Chasing ... Cutting
MalignD at aol.com
MalignD at aol.com
Wed Aug 30 16:59:15 CDT 2000
<<The fall of the crystal palace is not an allusion to the start of the
holocaust but to the end of the second industrial revolution.>>
I don't know who posted this and I'm not going back to find out, but this is
idiocy. It speaks only to your (whoever you are) own lack of
vision/knowledge/ imagination/whatever to believe that artists work from the
same "this, not that" way of thinking that you do. Using my own imagination
for a moment, I find it not believable, whatever his original intentions,
that Pynchon might have missed the Crystal Palace/Kristallnacht
correspondence. And other correspondences: it has been noted before, by me
and other posters, the similarities, perhaps echoes, of the opening of Bleak
House in the opening of GR. (James Joyce once wrote a letter to Harriet
Weaver describing (convincingly) seven interpretations of a mere nine words
in Finnegans Wake.)
And even if Pynchon did miss the correspondence, no matter. Separate from
what Pynchon himself intended, if the opening passage evokes the Holocaust
for even one reader (even one as unimaginative and dogmatic as Millison),
then it evokes the Holocaust. It is a question of poetics; the words,
written, are free to the interpreting reader.
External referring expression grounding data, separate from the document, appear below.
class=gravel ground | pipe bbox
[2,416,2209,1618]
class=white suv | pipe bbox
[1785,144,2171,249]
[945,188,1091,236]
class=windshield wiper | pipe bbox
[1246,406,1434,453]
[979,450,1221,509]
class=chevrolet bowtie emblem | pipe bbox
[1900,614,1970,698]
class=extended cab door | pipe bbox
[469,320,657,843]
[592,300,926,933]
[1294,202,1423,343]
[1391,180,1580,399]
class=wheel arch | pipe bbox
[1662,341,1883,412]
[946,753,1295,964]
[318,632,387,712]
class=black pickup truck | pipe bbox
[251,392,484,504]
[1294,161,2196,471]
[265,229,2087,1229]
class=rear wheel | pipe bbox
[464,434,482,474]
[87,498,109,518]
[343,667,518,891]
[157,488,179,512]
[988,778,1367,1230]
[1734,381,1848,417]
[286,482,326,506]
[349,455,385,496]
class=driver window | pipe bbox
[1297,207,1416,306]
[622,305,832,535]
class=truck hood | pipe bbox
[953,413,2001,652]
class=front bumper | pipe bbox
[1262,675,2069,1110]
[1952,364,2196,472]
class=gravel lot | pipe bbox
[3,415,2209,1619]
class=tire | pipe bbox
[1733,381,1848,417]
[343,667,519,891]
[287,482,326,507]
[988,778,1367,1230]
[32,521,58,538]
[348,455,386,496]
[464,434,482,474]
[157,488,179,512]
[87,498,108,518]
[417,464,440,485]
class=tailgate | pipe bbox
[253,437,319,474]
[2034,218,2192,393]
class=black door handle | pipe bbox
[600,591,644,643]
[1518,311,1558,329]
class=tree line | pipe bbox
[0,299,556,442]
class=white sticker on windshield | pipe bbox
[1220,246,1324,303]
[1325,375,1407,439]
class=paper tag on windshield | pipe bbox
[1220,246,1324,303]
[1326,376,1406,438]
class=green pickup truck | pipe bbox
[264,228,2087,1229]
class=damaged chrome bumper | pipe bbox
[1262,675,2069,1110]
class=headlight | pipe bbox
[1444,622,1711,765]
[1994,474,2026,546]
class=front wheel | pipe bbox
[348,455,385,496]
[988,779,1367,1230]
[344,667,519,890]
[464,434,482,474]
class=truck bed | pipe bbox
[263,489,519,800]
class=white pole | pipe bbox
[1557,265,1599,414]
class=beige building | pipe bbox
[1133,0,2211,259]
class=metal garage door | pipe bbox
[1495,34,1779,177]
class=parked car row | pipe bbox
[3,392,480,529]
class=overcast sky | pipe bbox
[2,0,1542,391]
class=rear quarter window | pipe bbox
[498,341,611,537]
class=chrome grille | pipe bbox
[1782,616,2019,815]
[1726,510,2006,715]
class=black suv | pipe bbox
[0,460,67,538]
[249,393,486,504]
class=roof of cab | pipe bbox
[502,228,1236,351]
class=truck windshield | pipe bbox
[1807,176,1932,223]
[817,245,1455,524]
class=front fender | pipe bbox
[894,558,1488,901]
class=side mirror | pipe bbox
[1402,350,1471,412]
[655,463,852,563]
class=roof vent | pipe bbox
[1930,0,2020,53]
Similarly, someone (else? I'm not going to look it up) wrote:
<<In regards to Pynchon's "texts" and how to read them -- like I told
Richard,
the only way to read Pynchon is how Pynchon himself intended the text to be
read.>>
Pynchon's intentions are irrelevant to the reader. Pynchon's intentions
don't lie between the covers of his novels. They need not and they do not
trouble or persuade me and they need not any other reader.